AMCC 3ware 9690SA-8I review

£454
Price when reviewed

AMCC’s main focus has always been on its SATA line of 3ware RAID controllers, but the new 9690SA family represents a long overdue move into serial-attached SCSI (SAS) territory. This puts it directly up against the likes of LSI Logic and Adaptec, which have both been delivering SAS controllers for much longer, so this range will have to be good.

AMCC 3ware 9690SA-8I review

Three options are on offer and your choice will depend entirely on the type of interfaces you want. The 9690SA-8I offers a pair of internal multi-lane SAS ports, or you can opt for the version with two external ports or another with one of each type. All three cards sport a 3ware RISC I/O processor, and we liked the generous portion of cache, as all deliver 512MB of embedded DDR2 memory. As you’d expect, the cards can be upgraded with an optional battery – also reasonably priced. The remote mounting kit means you don’t have to place the pack directly on the card, either.

We found the card easy to configure from its BIOS screen, which allows you to create, delete, modify or rebuild arrays and add hot-standby drives to existing arrays. For JBODs, you must declare individual drives as single units, but this allows them to take advantage of features such as caching. RAID options are good, as the card supports RAID6 dual redundant arrays. These do need a minimum of four drives to function, but can cope with the loss of two drives.

Remote management options are good, with the card coming as standard with AMCC’s 3DM2 utility, which allows the card to be accessed locally or remotely via a web browser over HTTPS. We like the main interface, which provides easy access to all the settings, making the card simple to configure and monitor. In terms of features and usability, we’d place it above LSI Logic’s Mega RAID Storage Manager tool and just below Adaptec’s software.
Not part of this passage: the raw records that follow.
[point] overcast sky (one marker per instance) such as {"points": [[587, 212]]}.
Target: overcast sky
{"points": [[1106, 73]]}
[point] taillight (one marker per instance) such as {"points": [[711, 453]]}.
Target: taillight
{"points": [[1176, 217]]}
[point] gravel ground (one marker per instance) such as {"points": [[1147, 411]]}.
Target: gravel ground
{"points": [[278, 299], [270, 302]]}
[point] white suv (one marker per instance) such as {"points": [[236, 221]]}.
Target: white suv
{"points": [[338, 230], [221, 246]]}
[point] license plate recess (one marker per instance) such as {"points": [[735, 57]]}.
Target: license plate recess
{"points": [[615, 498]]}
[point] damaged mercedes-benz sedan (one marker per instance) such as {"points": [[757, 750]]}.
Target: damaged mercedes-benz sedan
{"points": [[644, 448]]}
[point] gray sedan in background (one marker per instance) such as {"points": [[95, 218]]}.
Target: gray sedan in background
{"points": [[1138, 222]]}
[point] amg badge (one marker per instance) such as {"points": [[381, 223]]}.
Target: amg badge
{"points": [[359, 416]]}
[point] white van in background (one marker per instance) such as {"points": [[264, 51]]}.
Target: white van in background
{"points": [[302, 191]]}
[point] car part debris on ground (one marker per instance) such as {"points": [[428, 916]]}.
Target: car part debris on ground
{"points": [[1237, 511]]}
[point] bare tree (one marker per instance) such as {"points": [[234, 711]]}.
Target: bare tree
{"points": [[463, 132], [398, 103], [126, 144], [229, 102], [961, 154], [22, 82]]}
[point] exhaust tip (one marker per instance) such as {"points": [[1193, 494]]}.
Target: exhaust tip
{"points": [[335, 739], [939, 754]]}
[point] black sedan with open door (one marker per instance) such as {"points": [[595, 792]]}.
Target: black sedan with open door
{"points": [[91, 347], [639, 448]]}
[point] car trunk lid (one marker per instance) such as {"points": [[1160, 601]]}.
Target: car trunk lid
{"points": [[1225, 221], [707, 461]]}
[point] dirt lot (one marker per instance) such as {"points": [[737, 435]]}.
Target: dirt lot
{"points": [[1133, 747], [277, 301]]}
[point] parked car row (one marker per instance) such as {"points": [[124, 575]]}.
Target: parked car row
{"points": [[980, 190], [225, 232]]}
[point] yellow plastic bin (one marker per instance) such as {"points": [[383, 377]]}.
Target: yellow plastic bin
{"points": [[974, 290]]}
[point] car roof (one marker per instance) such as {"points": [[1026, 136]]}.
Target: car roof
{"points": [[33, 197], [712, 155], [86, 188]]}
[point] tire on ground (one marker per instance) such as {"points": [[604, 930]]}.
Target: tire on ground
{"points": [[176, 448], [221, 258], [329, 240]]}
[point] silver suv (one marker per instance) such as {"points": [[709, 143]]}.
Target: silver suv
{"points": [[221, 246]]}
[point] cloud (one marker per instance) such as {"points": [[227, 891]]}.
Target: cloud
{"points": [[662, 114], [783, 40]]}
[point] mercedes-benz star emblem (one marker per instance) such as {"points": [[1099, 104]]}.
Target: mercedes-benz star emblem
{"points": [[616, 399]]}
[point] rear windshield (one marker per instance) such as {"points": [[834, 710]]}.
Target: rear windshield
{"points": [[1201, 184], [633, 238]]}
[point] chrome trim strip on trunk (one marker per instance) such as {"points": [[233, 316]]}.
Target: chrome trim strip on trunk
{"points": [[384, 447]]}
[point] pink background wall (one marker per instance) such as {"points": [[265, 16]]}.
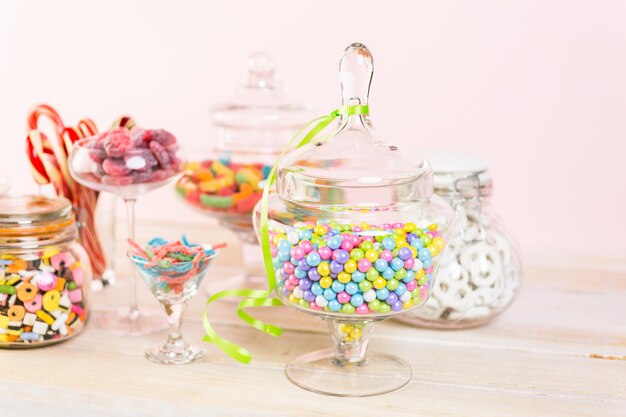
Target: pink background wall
{"points": [[537, 86]]}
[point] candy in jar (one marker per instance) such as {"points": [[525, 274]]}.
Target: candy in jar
{"points": [[481, 270], [44, 272], [248, 134], [353, 235]]}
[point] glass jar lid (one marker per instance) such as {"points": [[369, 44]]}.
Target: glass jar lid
{"points": [[260, 114], [354, 167], [461, 174], [30, 215]]}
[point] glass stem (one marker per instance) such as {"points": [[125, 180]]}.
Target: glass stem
{"points": [[175, 312], [350, 341], [130, 220]]}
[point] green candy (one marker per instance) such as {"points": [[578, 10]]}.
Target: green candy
{"points": [[365, 286], [392, 284], [357, 254], [7, 289], [372, 274], [216, 201], [374, 305], [347, 308], [384, 308]]}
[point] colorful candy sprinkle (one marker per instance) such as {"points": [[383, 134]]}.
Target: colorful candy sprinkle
{"points": [[355, 269]]}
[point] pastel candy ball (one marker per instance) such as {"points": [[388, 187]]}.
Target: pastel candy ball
{"points": [[346, 269], [313, 259], [364, 265]]}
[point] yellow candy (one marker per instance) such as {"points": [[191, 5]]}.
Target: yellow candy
{"points": [[380, 283], [356, 333], [344, 277], [50, 252], [45, 317], [51, 299], [323, 269], [192, 166], [350, 266], [221, 169], [439, 243], [319, 230], [345, 328], [326, 282], [371, 255]]}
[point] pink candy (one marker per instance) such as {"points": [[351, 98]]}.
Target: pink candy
{"points": [[325, 252], [364, 265], [343, 297]]}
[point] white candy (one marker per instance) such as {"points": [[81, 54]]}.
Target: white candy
{"points": [[29, 319], [297, 292], [293, 238], [321, 301], [370, 296], [40, 327]]}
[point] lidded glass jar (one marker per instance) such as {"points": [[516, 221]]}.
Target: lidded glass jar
{"points": [[481, 271], [44, 272], [355, 233], [248, 133]]}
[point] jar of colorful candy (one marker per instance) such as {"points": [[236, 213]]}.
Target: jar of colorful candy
{"points": [[44, 272], [355, 235], [248, 134], [481, 270]]}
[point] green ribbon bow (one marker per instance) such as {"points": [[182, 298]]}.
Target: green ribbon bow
{"points": [[263, 298]]}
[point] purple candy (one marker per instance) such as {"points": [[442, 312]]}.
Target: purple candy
{"points": [[393, 297], [341, 256], [314, 275], [305, 284], [405, 254], [303, 265], [336, 267], [308, 295]]}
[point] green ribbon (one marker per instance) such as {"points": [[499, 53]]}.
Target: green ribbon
{"points": [[263, 298]]}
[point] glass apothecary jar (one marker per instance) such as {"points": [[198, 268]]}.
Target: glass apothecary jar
{"points": [[248, 134], [481, 271], [44, 272], [355, 235]]}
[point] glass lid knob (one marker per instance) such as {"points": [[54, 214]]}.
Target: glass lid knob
{"points": [[356, 69]]}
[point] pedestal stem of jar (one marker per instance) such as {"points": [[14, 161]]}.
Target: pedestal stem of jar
{"points": [[130, 222], [350, 340], [175, 312], [106, 217]]}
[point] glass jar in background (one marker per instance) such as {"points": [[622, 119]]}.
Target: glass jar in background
{"points": [[45, 273], [481, 270], [248, 134]]}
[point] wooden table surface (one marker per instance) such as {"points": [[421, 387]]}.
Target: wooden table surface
{"points": [[558, 351]]}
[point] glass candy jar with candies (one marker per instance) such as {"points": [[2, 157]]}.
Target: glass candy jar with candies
{"points": [[248, 134], [355, 235], [44, 272], [481, 270]]}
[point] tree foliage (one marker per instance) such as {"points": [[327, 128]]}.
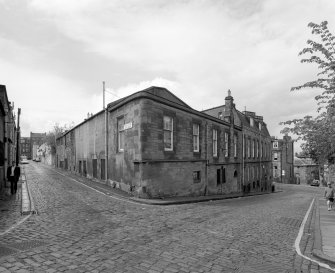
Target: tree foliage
{"points": [[318, 134], [321, 53]]}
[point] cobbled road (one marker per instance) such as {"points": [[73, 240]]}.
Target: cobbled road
{"points": [[79, 229]]}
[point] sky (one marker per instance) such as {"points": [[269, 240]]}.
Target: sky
{"points": [[55, 54]]}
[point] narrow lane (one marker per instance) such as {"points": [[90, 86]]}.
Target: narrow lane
{"points": [[78, 229]]}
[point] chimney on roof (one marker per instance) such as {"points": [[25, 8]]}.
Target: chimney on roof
{"points": [[229, 105]]}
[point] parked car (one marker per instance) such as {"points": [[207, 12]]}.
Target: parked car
{"points": [[315, 183]]}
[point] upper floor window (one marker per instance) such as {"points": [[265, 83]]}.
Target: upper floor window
{"points": [[196, 137], [215, 142], [168, 133], [251, 122], [120, 126], [235, 145], [275, 156], [226, 145]]}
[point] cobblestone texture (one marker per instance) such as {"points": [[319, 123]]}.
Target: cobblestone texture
{"points": [[77, 229]]}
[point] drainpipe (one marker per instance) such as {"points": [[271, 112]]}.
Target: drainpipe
{"points": [[206, 157], [106, 133], [259, 156], [18, 137], [243, 154]]}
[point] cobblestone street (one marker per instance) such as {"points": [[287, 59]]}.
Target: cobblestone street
{"points": [[80, 229]]}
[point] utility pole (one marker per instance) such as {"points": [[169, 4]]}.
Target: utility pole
{"points": [[106, 132], [18, 137]]}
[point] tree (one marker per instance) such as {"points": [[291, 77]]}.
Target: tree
{"points": [[321, 53], [318, 133]]}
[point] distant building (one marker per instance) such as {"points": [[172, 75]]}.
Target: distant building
{"points": [[305, 170], [25, 147], [159, 146], [283, 160], [36, 139]]}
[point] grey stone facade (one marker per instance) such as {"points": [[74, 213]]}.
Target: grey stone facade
{"points": [[158, 146]]}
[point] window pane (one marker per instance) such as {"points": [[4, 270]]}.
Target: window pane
{"points": [[168, 133], [167, 140], [120, 126]]}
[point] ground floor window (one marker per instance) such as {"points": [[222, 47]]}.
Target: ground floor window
{"points": [[196, 177]]}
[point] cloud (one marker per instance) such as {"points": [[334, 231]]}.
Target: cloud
{"points": [[196, 49]]}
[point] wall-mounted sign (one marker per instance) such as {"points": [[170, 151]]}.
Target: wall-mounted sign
{"points": [[128, 125]]}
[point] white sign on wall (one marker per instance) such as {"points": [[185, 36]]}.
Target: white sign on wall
{"points": [[128, 125]]}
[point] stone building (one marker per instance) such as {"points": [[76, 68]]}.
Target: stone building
{"points": [[305, 170], [36, 139], [255, 144], [7, 134], [158, 146], [283, 160]]}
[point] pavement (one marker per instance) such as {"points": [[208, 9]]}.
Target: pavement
{"points": [[13, 208]]}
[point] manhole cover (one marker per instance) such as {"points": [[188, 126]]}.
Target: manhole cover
{"points": [[27, 244], [261, 268], [4, 251], [290, 221]]}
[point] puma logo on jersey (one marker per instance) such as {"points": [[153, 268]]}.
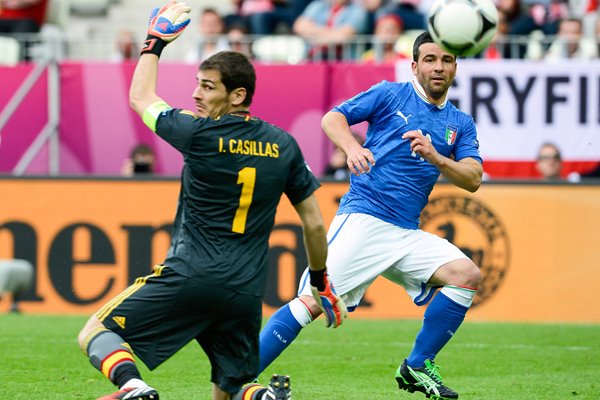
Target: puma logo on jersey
{"points": [[120, 321], [405, 118]]}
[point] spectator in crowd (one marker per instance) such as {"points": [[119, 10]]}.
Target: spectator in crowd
{"points": [[327, 24], [126, 48], [141, 161], [212, 39], [549, 162], [509, 11], [266, 17], [542, 15], [597, 35], [239, 40], [22, 17], [16, 277], [570, 42], [337, 169], [499, 47], [387, 31], [412, 12]]}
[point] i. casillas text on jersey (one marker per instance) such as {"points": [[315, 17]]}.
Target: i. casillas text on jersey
{"points": [[249, 147]]}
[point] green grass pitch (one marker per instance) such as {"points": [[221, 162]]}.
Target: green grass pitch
{"points": [[40, 359]]}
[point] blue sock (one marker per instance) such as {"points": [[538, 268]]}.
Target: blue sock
{"points": [[442, 318], [279, 332]]}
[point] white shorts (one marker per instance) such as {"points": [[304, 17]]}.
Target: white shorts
{"points": [[362, 247]]}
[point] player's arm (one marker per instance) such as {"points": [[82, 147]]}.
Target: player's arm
{"points": [[336, 127], [166, 24], [142, 92], [315, 242], [466, 173]]}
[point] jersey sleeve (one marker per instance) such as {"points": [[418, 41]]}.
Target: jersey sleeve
{"points": [[467, 143], [301, 182], [364, 105], [176, 126]]}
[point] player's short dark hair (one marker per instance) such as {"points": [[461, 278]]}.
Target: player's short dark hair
{"points": [[423, 38], [236, 72], [141, 149]]}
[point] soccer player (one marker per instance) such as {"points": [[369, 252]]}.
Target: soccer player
{"points": [[211, 283], [414, 135]]}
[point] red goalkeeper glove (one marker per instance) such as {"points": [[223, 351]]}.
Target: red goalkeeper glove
{"points": [[331, 304], [166, 24]]}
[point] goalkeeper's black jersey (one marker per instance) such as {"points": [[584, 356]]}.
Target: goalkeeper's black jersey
{"points": [[235, 170]]}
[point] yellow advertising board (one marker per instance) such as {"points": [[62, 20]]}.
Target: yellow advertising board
{"points": [[537, 245]]}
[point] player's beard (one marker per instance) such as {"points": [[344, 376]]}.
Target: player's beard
{"points": [[436, 88]]}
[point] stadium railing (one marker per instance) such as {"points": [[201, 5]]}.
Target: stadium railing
{"points": [[288, 49]]}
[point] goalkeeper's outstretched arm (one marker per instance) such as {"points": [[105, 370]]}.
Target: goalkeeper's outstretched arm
{"points": [[165, 25]]}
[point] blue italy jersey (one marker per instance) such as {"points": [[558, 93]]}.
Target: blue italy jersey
{"points": [[398, 186]]}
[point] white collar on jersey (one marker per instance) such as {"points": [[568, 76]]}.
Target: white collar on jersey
{"points": [[421, 92]]}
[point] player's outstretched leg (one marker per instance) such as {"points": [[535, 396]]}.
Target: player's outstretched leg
{"points": [[109, 353], [279, 389], [425, 379], [281, 330], [143, 393], [443, 317]]}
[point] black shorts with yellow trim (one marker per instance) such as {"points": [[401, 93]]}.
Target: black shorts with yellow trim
{"points": [[162, 312]]}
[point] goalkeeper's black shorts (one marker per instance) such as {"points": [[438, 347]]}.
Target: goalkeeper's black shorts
{"points": [[162, 312]]}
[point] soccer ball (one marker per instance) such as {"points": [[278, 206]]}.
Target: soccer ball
{"points": [[463, 27]]}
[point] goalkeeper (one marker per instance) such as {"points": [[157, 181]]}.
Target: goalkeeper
{"points": [[211, 284]]}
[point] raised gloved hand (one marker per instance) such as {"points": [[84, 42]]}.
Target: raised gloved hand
{"points": [[331, 304], [166, 24]]}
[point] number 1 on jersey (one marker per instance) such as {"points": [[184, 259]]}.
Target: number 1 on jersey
{"points": [[246, 178]]}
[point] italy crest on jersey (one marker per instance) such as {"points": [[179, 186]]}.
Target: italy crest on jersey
{"points": [[450, 135]]}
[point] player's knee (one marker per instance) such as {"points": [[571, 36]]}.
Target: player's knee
{"points": [[462, 272], [90, 328]]}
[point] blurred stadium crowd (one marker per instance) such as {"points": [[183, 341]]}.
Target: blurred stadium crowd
{"points": [[288, 31]]}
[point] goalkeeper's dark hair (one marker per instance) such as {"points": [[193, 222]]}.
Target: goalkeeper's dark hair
{"points": [[236, 72]]}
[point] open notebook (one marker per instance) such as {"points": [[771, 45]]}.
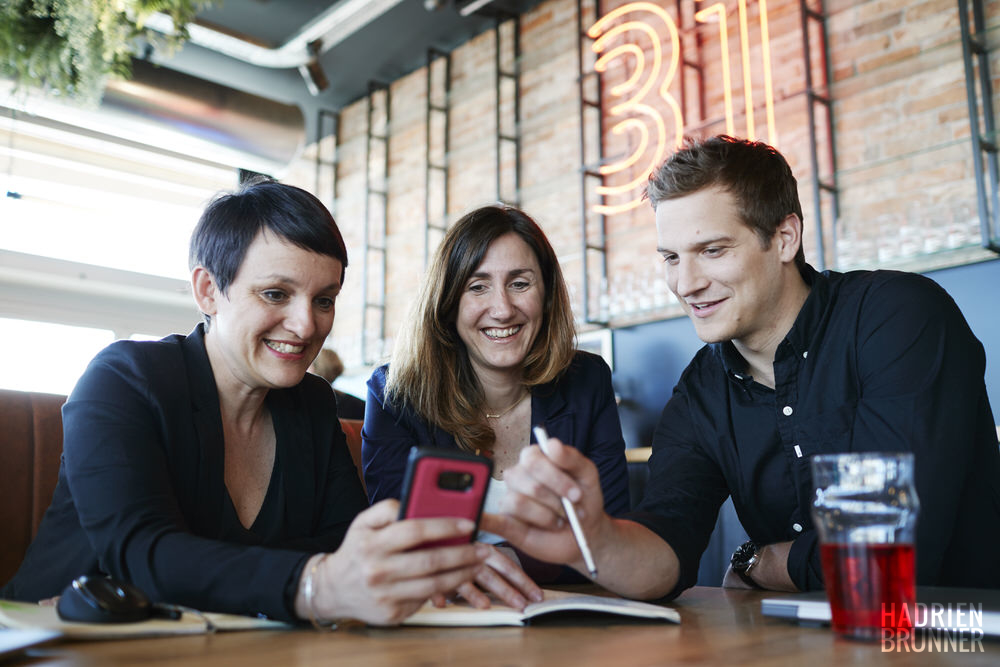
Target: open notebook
{"points": [[555, 602]]}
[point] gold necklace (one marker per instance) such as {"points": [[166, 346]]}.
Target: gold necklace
{"points": [[514, 405]]}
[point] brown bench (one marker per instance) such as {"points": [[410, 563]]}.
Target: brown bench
{"points": [[30, 450]]}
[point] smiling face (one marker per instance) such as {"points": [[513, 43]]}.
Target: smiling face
{"points": [[500, 310], [731, 287], [271, 324]]}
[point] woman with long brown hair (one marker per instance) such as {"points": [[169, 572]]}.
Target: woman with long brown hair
{"points": [[489, 353]]}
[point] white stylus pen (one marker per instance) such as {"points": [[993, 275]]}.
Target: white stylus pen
{"points": [[574, 523]]}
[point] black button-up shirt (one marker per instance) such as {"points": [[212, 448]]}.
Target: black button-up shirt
{"points": [[876, 361]]}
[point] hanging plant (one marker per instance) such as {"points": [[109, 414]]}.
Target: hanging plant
{"points": [[69, 48]]}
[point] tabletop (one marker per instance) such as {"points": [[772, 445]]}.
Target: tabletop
{"points": [[718, 626]]}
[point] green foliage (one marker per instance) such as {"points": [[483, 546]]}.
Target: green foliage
{"points": [[69, 48]]}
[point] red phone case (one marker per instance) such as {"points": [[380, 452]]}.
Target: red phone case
{"points": [[424, 496]]}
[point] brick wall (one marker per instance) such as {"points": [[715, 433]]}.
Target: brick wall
{"points": [[900, 134]]}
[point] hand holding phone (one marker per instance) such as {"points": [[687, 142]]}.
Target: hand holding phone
{"points": [[444, 483]]}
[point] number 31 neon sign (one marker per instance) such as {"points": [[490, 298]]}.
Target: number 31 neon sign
{"points": [[644, 96]]}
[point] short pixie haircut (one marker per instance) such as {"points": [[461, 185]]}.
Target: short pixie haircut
{"points": [[231, 222]]}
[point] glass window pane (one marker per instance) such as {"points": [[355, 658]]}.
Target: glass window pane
{"points": [[68, 350]]}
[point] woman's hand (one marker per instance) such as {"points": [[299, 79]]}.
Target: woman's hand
{"points": [[377, 576], [504, 578], [533, 518]]}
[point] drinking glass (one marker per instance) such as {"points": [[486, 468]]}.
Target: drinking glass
{"points": [[865, 510]]}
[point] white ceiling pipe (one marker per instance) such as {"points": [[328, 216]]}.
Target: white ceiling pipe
{"points": [[331, 27]]}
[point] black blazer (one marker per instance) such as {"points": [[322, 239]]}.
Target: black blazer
{"points": [[141, 492]]}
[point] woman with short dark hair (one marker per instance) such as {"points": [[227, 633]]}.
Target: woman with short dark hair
{"points": [[210, 470]]}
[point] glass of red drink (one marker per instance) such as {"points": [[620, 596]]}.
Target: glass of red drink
{"points": [[865, 510]]}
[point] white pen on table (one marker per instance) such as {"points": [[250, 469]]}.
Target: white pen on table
{"points": [[574, 522]]}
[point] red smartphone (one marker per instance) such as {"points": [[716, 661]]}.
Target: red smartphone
{"points": [[444, 483]]}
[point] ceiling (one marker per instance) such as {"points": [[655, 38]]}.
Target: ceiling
{"points": [[365, 40]]}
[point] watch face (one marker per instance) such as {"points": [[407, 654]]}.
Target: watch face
{"points": [[744, 556]]}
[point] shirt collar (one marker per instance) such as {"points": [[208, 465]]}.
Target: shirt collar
{"points": [[813, 310], [799, 336]]}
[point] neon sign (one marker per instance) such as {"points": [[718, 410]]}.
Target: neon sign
{"points": [[644, 101]]}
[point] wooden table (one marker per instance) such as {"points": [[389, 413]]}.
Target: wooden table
{"points": [[718, 627]]}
Alerting options are good: you can monitor the controller and use a notification system to issue email alerts in response to warnings and errors. 3DM2’s Windows Audible Visual Alarm is a new feature that will display a pop-up window showing the error.

For speed tests, we installed the card in a dual 3GHz Xeon 5160 Boston Supermicro rack server with 4GB of memory and running Windows Server 2003 R2. We connected a quartet of high-performance Seagate Cheetah 15K.4 SAS hard disks and started with one drive configured as a single disk. To test raw performance, we used the Iometer utility configured with four disk workers, 100 outstanding I/Os and 64KB sequential read operations. On our first run, this reported back a very respectable average read rate of 94MB/sec. We then configured two drives as a stripe and saw performance climb to 167MB/sec. A three-drive stripe returned 241MB/sec, while a four-drive stripe delivered a speedy 338MB/sec.

AMCC’s new SAS controllers deliver a good combination of speed and features, but comparing test results with those of a MegaRAID 8888ELP shows that LSI Logic has a speed advantage of less than 5%. However, the 9690SA cards are competitively priced and offer more cache for your money than anywhere else.